Our civilization, says Toynbee, is in its time of troubles (he dates them from the wars of the Reformation), perhaps toward the end of them. He finds bleak comfort in the thought that as yet no universal state has been imposed despite Napoleon's attempt, and two attempts by the Germans. But from the vast design and complex achievement of A Study of History one hopeful meaning stands out: not materialist but psychic factors are the decisive forces of history. The action takes place within the amphitheater of the world and the flux of time; the real drama unfolds within the mind of man.
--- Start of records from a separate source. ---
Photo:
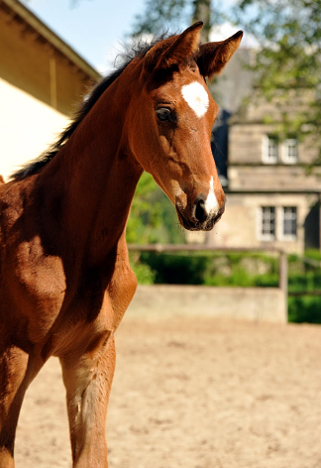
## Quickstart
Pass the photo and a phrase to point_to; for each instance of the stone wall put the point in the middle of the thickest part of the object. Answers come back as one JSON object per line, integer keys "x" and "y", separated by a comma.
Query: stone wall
{"x": 240, "y": 224}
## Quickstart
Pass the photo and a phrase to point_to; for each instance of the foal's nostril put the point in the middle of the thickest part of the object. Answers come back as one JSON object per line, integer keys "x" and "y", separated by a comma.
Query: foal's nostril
{"x": 200, "y": 211}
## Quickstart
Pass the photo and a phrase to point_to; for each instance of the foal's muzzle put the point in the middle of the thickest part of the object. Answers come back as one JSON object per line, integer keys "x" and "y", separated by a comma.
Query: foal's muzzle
{"x": 197, "y": 218}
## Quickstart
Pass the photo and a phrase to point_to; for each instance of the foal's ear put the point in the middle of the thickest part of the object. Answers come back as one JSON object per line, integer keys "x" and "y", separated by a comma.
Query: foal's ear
{"x": 174, "y": 50}
{"x": 212, "y": 57}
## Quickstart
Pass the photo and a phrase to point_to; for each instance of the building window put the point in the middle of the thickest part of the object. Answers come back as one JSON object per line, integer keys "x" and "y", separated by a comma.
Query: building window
{"x": 290, "y": 151}
{"x": 270, "y": 150}
{"x": 268, "y": 222}
{"x": 289, "y": 222}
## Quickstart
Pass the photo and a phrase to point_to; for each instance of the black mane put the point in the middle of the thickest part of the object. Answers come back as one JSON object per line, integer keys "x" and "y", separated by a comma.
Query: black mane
{"x": 31, "y": 168}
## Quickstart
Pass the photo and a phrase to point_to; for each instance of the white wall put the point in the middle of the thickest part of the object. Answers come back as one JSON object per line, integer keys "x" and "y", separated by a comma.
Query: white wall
{"x": 27, "y": 127}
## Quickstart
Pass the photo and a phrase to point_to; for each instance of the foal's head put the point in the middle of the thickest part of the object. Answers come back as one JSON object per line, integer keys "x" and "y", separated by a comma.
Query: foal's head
{"x": 172, "y": 119}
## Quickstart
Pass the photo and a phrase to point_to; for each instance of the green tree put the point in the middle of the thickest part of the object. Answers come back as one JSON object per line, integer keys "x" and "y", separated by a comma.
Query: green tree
{"x": 161, "y": 15}
{"x": 288, "y": 63}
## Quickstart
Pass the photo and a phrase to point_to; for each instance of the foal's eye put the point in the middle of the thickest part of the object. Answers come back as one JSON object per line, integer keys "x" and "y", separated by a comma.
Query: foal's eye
{"x": 164, "y": 114}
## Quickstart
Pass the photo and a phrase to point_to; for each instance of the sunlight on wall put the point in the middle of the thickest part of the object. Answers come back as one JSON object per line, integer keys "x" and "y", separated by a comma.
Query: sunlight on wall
{"x": 27, "y": 126}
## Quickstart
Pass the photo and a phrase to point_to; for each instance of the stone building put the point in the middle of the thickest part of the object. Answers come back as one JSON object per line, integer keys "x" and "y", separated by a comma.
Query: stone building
{"x": 41, "y": 81}
{"x": 272, "y": 201}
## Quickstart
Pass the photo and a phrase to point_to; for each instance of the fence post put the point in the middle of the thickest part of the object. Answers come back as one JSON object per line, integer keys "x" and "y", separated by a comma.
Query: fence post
{"x": 283, "y": 279}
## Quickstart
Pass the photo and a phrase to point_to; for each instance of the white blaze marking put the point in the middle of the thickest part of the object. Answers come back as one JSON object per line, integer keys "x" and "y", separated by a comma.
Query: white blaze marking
{"x": 211, "y": 204}
{"x": 196, "y": 97}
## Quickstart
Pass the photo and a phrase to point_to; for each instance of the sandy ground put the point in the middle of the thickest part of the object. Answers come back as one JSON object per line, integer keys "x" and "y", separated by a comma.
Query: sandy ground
{"x": 194, "y": 393}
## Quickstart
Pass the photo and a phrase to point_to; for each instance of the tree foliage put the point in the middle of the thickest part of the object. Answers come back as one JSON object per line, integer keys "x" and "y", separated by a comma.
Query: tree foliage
{"x": 288, "y": 65}
{"x": 159, "y": 16}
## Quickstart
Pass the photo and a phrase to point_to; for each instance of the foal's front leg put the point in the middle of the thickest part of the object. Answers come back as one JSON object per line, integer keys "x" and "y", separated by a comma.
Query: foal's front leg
{"x": 87, "y": 378}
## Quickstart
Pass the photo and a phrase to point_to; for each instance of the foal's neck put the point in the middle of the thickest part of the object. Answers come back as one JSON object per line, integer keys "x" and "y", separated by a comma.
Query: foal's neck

It is determined by his responses to the challenges of life; and since his capacity for response is infinitely varied, no civilization, including our own, is inexorably doomed. Under God, man, being the equal of his fate, is the measure of his own aspiration.
Says Toynbee (near the end of the one-volume edition): "This chapter itself was written on the eve of the outbreak of the General War of 1939-45 for readers who had already lived through the General War of 1914-18, and it was recast for republication on the morrow of the ending of the second of these two world wars within one lifetime by the invention and employment of a bomb in which a newly contrived release of atomic energy has been directed by man to the destruction of human life and works on an unprecedented scale.
"This swift succession of catastrophic events on a steeply mounting gradient inevitably inspires a dark doubt about our future, and this doubt threatens to undermine our faith and hope at a critical eleventh hour which calls for the utmost exertion of these saving spiritual faculties. Here is a challenge which we cannot evade, and our destiny depends on our response."
/- Oxford University Press; $40.50. Next week Oxford will publish a one-volume abridgment edited by D. C. Somervell and revised by Professor Toynbee. In its 589 pages, readers will find Toynbee's argument stripped to its essentials.
* In 1913, Toynbee allied himself with another British scholarly dynasty by marrying the daughter of Professor Gilbert Murray, famous classical scholar and the Swinburnian translator of Euripides and other Greek dramatists. They had three sons, of whom the best known is Philip Toynbee, novelist (School in Private, The Barricades) and reviewer for British magazines like Horizon, Contact and others. Shortly after World War II, Toynbee and Rosalind Murray were divorced. Toynbee then married Veronica Boulter, for many years his secretary and researcher.
* He served in a similar capacity at the recent Foreign Ministers conference in Paris.